China-fighting US government investment in chips wipes value from chipmakers

by on12 October 2022

This was not such a good idea after all

While you might think that taking tax payers money away from poor people and giving it to rich chip makers might help build them up, it turns out that giving them too much cash has been a poisoned pill  $240 Billion Stock Valuation on the deal. 

For those who came in late, the US government thought that it would be a really good way to restrict China's military potential by denying access to government-controlled entities leading processor designs, chip development, and production capabilities. It has allocated billions of dollars to US chipmakers to make the companies set up shop in the US.

However, there are signs that this has had a negative effect on US chipmakers and wiped billions of dollars from the semiconductor industry's global market value. Some US companies are already restricting access to certain China-based companies to their products and services, whereas others are waiting before the U.S. government makes its restrictions official, or their cheques from the US government clear.

The issue is less about where the chips are made, which is what has concerned the US government and more the fact that China consumes loads of semiconductors and produces loads of chips in the country. China must adopt the latest technologies designed in the country and elsewhere to support its economic and humanitarian development.

The Biden administration wants to make things worse with more severe sanctions against China's chip sector in the coming weeks or months. The idea is to get Chinese contract chipmaker SMIC to stop making chips using its 14nm-class fabrication technology (and thinner) nodes and YMTC to cease advancing its 3D NAND memory. Although to be fair, this cunning plan is just continuing what Donald Trump did.  Trump while being a friend of Tsar Putin and wanting to pull the US out of NATO was very worried about the Chinese.

But large chip companies have seen their values drop down the loo as investors have been expecting slowing demand for chips, but this anti-Chinese plan generally has made chip companies less valuable. 

As yet it is unclear if the American government has the power to restrict licensing of Arm chip designs to customers in China, but it could confine licensing of certain portions of designs developed in the US. Also, the U.S. administration can restrict the usage of American chip development tools to create chips for certain Chinese entities by contract chip designers like Alchip.
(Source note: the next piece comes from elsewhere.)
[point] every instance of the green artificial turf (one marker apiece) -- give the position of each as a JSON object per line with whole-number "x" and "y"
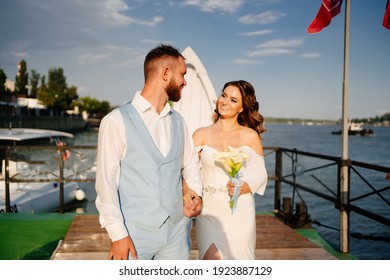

Recently the US government barred sales of AMD's, and Nvidia's high-performance compute GPUs to any customers in China, including cloud companies like Alibaba and Baidu, which could have lowered Nvidia's quarterly revenue by up to $400 million if the government did not allow the company to fulfill existing orders and continue to work with Chinese manufacturing partners for a while.

The US government does not want American companies to sell Chinese entities supercomputing-grade hardware that could allow building machines with the performance of over 100 FP64 PetaFLOPS or over 200 FP32 PetaFLOPS. 

What the cunning plan also assumes is that the Chinese will just sit on their hands and cry that the US has taken its tech toys away. What is more luckly is that the Chinese government will chuck a ton of investment money developing its own technology which is completely out of the hands of the US.  The result would be that China eventually catches up to the West and flogs its chips to US enemies such as North Korea, Iran, and Russia and limits Western chip sales areas.

Basically, any embargos will hurt China in the short term, but in the long term it will bite the US a lot harder than being nice now. While two White House administrations have failed to see this bigger picture, it appears that Wall Street has and shares the likes of Intel, Nvidia and AMD are dropping even as the government is throwing money at them.